4. Optimization

4.1. Gradient Descent

Simple idea: move in the direction of the negative gradient. Until we reach the minimum.
Saddle point: the gradient is zero but it is not a minimum nor a maximum.
We take the gradient of all the training data at once at each epoch.

4.2. Stochastic Gradient Descent

Insted of doing the update at the end of the epoch we do it after each batch or iteration in batches.
Less accurate but faster.
The noise in batch gradient has a regularizing effect. GD tends to underfit. We can escape local minima.
Almost alwyas better. But also Adam is also almost always better than SGD.
Optimizer step in every iteration rather than every epoch.
Theoretical definition with batch size of 1 but in practice we use a mini-batch.

4.3. SGD with Momentum

We add a fraction of the previous update to the current update.
\(\beta = 0.9\) is a common value.
\(\alpha\) is the learning rate. \[ m\_{t+1} = \gamma m_t + \eta \nabla L \] \[ \theta*{t+1} = \theta_t - m*{t+1} \]
First order optimization method.
When the slope is steep the velocity will increase.

4.4. Nestrerov Momentum

It calcualats the gradient not at the current point but at the point where the momentum would take us == Look ahead.
Algorithm:
- Compute the new point just ahead of the current point, given the current momentum.
- Compute the gradient at that new point.
- Update the momentum and the current point.

4.5. RMSprop

\[ v\_{t+1} = \gamma v_t + (1 - \gamma) \nabla L^2 \]

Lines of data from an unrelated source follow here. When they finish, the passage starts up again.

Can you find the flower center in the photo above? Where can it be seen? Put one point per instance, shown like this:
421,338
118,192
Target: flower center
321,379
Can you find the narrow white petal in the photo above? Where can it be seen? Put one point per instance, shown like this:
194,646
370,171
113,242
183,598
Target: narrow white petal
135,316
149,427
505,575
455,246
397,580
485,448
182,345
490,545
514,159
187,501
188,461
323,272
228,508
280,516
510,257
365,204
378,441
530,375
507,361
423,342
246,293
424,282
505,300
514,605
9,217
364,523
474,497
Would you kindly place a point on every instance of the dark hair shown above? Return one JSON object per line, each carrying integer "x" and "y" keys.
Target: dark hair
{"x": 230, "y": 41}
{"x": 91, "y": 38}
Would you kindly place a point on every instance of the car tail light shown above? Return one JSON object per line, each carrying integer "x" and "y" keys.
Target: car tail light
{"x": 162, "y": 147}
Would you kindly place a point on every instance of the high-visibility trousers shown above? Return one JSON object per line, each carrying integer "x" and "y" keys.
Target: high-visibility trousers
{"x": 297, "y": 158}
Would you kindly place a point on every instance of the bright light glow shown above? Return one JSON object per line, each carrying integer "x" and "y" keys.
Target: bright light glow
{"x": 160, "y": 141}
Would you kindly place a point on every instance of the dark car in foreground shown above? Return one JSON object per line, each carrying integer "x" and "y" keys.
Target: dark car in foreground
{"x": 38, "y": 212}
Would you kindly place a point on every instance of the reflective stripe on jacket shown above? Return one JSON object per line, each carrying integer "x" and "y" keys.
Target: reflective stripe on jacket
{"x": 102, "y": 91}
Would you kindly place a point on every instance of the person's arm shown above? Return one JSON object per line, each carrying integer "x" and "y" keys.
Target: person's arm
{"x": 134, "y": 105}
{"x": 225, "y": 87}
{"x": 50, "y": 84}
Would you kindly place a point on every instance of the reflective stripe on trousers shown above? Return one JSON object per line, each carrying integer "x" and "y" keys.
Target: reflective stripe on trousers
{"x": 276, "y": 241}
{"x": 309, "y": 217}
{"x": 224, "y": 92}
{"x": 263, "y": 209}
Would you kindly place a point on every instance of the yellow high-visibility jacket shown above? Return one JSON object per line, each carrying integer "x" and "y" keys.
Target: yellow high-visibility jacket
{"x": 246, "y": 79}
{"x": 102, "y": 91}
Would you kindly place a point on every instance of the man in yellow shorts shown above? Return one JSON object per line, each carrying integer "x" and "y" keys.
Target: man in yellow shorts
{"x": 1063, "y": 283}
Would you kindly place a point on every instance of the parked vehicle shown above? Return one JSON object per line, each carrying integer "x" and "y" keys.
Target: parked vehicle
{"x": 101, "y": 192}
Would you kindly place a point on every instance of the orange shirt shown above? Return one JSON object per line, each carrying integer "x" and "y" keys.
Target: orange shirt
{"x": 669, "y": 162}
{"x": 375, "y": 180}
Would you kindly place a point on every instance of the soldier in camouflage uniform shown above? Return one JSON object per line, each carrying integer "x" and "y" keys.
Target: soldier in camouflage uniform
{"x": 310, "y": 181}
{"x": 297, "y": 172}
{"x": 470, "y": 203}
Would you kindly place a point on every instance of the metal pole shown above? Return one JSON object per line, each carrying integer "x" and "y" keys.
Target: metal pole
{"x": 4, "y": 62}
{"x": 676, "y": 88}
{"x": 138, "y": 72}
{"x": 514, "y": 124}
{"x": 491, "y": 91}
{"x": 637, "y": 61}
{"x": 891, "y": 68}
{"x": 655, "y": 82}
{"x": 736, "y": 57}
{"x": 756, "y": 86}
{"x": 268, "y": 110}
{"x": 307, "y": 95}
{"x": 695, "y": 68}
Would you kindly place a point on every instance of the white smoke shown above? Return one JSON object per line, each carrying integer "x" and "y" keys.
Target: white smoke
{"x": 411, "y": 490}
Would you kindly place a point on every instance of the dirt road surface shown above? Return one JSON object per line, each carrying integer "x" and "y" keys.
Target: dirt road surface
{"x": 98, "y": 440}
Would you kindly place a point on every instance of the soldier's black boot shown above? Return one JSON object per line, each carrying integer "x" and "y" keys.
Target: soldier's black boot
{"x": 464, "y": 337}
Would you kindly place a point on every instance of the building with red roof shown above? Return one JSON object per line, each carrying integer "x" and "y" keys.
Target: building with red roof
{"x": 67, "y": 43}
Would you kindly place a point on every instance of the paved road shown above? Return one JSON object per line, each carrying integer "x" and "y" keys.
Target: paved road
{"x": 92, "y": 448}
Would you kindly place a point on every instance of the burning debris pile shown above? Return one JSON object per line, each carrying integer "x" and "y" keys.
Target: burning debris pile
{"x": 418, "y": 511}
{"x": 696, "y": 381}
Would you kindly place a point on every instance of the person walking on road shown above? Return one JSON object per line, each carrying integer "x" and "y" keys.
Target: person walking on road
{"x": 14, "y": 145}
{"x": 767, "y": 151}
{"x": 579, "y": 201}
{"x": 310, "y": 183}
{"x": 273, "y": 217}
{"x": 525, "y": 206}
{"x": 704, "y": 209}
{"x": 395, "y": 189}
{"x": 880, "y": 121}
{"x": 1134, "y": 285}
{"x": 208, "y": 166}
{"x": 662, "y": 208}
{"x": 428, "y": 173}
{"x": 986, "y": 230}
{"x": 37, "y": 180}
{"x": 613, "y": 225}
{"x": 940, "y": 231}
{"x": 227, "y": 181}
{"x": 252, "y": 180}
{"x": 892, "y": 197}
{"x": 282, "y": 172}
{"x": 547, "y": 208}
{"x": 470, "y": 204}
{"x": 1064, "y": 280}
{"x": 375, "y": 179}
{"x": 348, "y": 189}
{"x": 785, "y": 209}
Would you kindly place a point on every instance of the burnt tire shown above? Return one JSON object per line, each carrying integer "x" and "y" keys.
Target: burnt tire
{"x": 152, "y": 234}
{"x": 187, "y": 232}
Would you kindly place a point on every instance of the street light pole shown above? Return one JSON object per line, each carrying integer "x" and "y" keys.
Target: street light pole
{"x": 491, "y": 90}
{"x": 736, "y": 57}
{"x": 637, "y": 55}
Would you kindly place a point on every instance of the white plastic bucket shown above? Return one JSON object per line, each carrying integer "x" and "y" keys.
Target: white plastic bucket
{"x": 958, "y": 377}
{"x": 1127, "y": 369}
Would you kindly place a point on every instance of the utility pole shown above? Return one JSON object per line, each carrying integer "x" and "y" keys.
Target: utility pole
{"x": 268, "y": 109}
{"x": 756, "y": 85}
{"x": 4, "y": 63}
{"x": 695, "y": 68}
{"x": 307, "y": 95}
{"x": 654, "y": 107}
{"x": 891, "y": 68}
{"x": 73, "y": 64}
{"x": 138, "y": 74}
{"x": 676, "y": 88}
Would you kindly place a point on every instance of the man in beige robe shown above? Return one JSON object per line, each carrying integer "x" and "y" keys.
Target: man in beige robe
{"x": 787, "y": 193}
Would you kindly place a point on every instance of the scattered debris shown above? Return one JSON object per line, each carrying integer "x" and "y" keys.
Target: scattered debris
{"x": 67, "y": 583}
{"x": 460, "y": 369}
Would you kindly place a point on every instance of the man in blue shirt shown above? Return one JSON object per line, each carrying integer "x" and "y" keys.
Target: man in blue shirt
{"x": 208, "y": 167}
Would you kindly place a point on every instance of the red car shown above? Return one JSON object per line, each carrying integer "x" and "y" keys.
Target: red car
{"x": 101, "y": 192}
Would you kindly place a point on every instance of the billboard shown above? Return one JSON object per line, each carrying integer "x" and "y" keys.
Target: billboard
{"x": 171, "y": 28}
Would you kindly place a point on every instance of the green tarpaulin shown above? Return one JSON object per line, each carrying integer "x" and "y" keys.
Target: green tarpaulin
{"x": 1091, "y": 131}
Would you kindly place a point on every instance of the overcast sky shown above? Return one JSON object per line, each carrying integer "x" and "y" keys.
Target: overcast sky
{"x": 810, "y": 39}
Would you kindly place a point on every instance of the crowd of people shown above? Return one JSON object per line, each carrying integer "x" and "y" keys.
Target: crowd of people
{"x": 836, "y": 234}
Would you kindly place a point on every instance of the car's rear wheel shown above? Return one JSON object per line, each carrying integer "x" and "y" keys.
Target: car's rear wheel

\[ \theta*{t+1} = \theta_t - \frac{\eta}{\sqrt{v*{t+1} + \epsilon}} \nabla L \]

Second order optimization method (not second derivative), uses the second moment of the loss gradient.
Idea: divide the learning rate by the square root of the sum of the squared gradients (exponential moving average).
Dampens the oscialtions, adapts the learning rate to the gradient.
Squared gradients approximate the variance.
Biased towards 0 in the beginning.

4.6. Adam

Combines RMSprop and momentum.

\[ m\_{t+1} = \beta_1 m_t + (1 - \beta_1) \nabla L \]

\[ v\_{t+1} = \beta_2 v_t + (1 - \beta_2) \nabla L^2 \]

\[ \hat{m}_{t+1} = \frac{m_{t+1}}{1 - \beta_1^{t+1}} \]

\[ \hat{v}_{t+1} = \frac{v_{t+1}}{1 - \beta_2^{t+1}} \]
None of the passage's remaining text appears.